Caroline Rose w zupełnie nowej odsłonie pozostawiając w tyle dawny styl, oddając się w całości indie pop w klimacie retro. Jednak nie porzuciła osobowości pozwalając sobie na ryzykowne posunięcia bawiąc się postacią supergwiazdy. Krytyczny humor traktuje się tutaj z dużym dystansem, choć słychać cynizm z dozą ironii w tekstach.

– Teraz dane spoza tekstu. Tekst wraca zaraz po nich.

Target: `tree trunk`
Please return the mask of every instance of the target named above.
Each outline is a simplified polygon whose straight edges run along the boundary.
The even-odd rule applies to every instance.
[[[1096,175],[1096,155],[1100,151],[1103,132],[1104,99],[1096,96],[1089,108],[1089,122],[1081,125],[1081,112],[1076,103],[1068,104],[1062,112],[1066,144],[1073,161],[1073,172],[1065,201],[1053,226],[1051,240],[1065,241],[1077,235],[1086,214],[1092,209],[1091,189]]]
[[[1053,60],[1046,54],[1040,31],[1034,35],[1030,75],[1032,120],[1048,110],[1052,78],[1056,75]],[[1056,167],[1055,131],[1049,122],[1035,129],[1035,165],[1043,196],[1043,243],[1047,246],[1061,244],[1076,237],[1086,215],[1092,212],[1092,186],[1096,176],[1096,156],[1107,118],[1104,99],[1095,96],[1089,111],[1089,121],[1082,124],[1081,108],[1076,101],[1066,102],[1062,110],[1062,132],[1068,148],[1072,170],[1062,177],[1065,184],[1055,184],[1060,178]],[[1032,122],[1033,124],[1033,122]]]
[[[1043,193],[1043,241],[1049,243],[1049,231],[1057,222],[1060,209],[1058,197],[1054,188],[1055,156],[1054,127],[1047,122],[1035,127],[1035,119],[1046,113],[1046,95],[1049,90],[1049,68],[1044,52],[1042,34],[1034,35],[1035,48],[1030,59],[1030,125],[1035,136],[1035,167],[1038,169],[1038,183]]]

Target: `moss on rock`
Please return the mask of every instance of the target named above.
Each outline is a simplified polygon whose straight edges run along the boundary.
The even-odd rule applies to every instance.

Nowojorska piosenkarka,producentka i autorka tekstów w wieku trzydziestu lat postanawia wyrwać się z kliszy alternatywnego country z elementami rocka, który towarzyszył jej przy “American Religious” (2012) oraz “You Will Not Be Afraid” (2014) oraz wynosi swój rodzący się indie pop z “Loner” (2018) na szczyty popularnych dźwięków późnych lat 80-tych. Znana ze swojego krytycznego humoru przebiera językiem cynizmu z dozą ironii. Według Caroline “Superstar”  jest „filmowym popowym albumem”, który opowiada historię kogoś, kto zostawia za sobą wszystko, co znają i kochają (bez względu na gen), w poszukiwaniu czegoś większego i bardziej efektownego. To opowieść o zatraceniu się, ale także znalezieniu bezczelnej pewności siebie, aby podążać za marzeniem.” [Instagram]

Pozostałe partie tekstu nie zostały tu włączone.